Population pharmacokinetic modelling and simulation
Two previous published population pharmacokinetic models have been
published for hydroxychloroquine (HCQ) in patients with RA [3] and
lupus erythematosus [4] using whole-blood HCQ concentrations. Four
additional models describe plasma concentrations or merged blood and
plasma concentrations [13-15]. Blood concentrations are known to be
more reproducible (because higher, with lesser analytical sensitivity
issues). We therefore used the model by Caramichael et al [3] for
subsequent simulation after independent validation. The authors
developed a one-compartment model with first-order elimination and
absorption and an absorption lag time. Nine of the patients received
oral dose and intravenous infusion for the bioavailability study.
Patients received Plaquenil® tablets, each tablet having 200 mg of
racemic HCQ sulfate equivalent to 155 mg of racemic HCQ base. The only
covariate retained in the model is the methotrexate, a drug most
commonly used in RA.
This model was externally validated using digitised blood concentrations
obtained from Morito et al. paper. In this study, HCQ was used to treat
patients with cutaneous lupus erythematosus [4]. The 90 patients
received one of these three dosing regimens of HCQ sulfate, depending on
their ideal body weight: 200 mg daily (n=20), 200 mg and 400 mg every
other day (n=55) or 400 mg daily (n=15). The steady-date blood
concentration data (3 samples/patient) were digitised from Figure 1 in
the paper by Morito et al [4], using MATLAB R2016b software (The
MathWorks Inc, Natick City, MA, USA). Monte Carlo simulations were
performed using NONMEM software, version 7.3 (Icon Development
Solutions, Ellicott City, MD, USA).
This model was also used for simulations of the serum concentrations
serum PK data including data from 20 patients from Gautret et al. study
[6] with a serum/whole blood correction ratio of 0.53 [16].

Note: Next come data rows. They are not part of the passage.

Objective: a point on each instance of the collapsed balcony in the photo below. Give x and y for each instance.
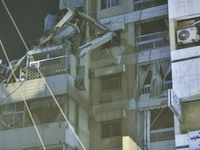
(48, 67)
(142, 4)
(154, 77)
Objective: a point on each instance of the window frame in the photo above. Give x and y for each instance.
(111, 132)
(109, 4)
(112, 81)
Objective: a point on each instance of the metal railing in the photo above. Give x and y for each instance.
(162, 134)
(147, 88)
(48, 67)
(142, 4)
(152, 41)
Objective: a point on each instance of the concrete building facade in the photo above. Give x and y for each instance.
(114, 86)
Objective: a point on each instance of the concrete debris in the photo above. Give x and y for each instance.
(69, 32)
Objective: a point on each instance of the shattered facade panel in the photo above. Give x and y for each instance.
(110, 76)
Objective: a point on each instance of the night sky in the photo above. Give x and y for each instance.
(29, 16)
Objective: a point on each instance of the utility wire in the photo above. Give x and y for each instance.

Gautret et al. study patients were confirmed COVID-19 and received 200
mg every 8 hours during 10 days. It is assumed that they were trough
concentrations, measured before the first dose of the indicated day.
NONMEM software was used for this purpose.
Subsequently, we used this model to perform simulations of blood
concentrations of HCQ base for different dosing protocols for treatment
of COVID-19. Table 1 includes the relevant information on the
simulations performed. The figures were generated using MATLAB software.